Latest news:


Eating away over the winter

Some statistical thoughts
Discussion started by tallliman , 04 July, 2019 09:44
Some statistical thoughts
tallliman 04 July, 2019 09:44
I thought I'd try and lend a basic statistical insight into this season. I welcome those more well versed in stats than me to correct me. The below is a table of batsmen per county who have played at least 8 innings this season (2nd column), the number of those with above median runs (3rd column) and then those with upper quartile runs (4th column).

Of a total of 165 batsmen meeting the criteria, we'd expect about 9-10 for each county (assuming a level of consistency of selection), 4-5 above median and 2-3 in the upper quartile. On this basis, I'd argue that our batting isn't too far off what you'd expect assuming all the data is normally distributed. I'd also suggest that feels a bit odd given it feels like we've struggled to make enough runs....I'll look into the bowling to look at this from the other way.

Dur	9	5	2
Dy	11	7	5
Es	9	5	2
Gm	10	7	3
Gs	7	4	3
Ham	9	3	1
Kent	9	5	4
La	5	3	1
Le	8	4	2
Mx	8	4	2
Nr	11	5	3
Nt	10	5	3
Sm	12	5	2
Sx	10	6	2
Sy	10	7	3
Wk	11	3	2
Wo	7	2	0
Yor	9	3	2
	165	83	42

Edited 1 time(s).
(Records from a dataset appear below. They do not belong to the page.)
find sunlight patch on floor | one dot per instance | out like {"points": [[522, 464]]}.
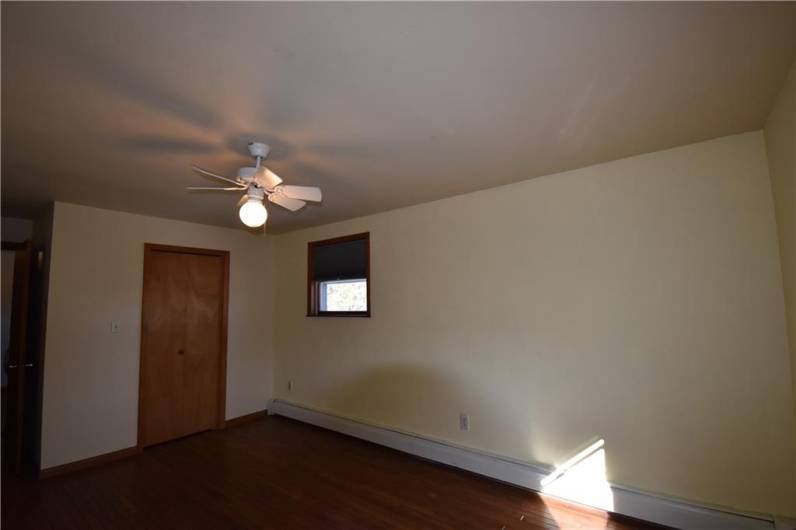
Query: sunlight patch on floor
{"points": [[582, 479]]}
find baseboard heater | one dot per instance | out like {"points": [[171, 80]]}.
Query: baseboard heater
{"points": [[641, 505]]}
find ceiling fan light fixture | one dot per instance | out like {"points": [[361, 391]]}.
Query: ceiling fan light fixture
{"points": [[253, 213]]}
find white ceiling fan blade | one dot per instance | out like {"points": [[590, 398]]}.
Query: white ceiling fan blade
{"points": [[266, 178], [286, 202], [200, 188], [305, 193], [215, 176]]}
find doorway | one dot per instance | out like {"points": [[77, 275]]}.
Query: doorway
{"points": [[183, 342], [20, 366]]}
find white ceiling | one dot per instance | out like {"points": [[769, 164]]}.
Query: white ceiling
{"points": [[383, 105]]}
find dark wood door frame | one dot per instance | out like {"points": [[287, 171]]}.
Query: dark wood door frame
{"points": [[150, 248], [18, 359]]}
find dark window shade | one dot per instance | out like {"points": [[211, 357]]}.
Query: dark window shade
{"points": [[340, 261]]}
Last edit at 04/07/2019 09:46 by tallliman.

Re: Some statistical thoughts
adelaide 04 July, 2019 12:09

Just to clarify, when you refer to medians and quartiles are you referring to the median for players from that county or for all players (with >=8 innings)? Looking at the data, I think it must be all players.

You don't need to assume a normal distribution as by definition half fall on one side of the median.

That is just as well as most batsmens' scores do not follow anything like a normal distribution - too many zeroes and single figure scores, too many clustered around landmarks (particularly for Derbyshire this week. Oh, and no negative scores, which even we have not managed yet! However, if you look at an average (mean), the bigger the sample, the better the normal distribution becomes as a fit for those averages.

I'll take a wild guess that we would have one bowler above the (national) median - and quite possibly above the upper quartile - and the rest below.

That, combined with what I suspect is a large disparity between first and second innings batting, is probably shy we are where we are.


Re: Some statistical thoughts
tallliman 04 July, 2019 22:28
I'll try and do the bowling at some point. Agreed about the normal distribution, that was clumsy from me, I was meaning more that I wanted to be more rigorous than just looking at the median etc.

Re: Some statistical thoughts
Primrose Hillbilly 07 July, 2019 12:19

given that the emphasis in the CC is on getting big first innings totals - hence the way the bonus points are allocated - it would be interesting to see the correlation between your figures and then the number of times the sides have recorded over 350.

I used 350 because even we (this season) should manage not to lose were we to bat first and make that total.

I would not decry the use of statistics as a way of trying to discern overall effectiveness of both individual players and teams.

From what I read, for a long time, Baseball stats revolved around a player's overall average of scoring a hit, and the number of home runs he scored, as well as the number of times he batted other players already "on base" in.
The latter encouraged a lot of players to go for the big hit if they had 2 or 3 guys already in a scoring position, and get out.

Then, some guy started publishing - almost as a hobby - his end of season baseball stats in a limited print run, and it sold out. Others started producing their own and contributing, so the next year he ran a massively larger print run and that sold out.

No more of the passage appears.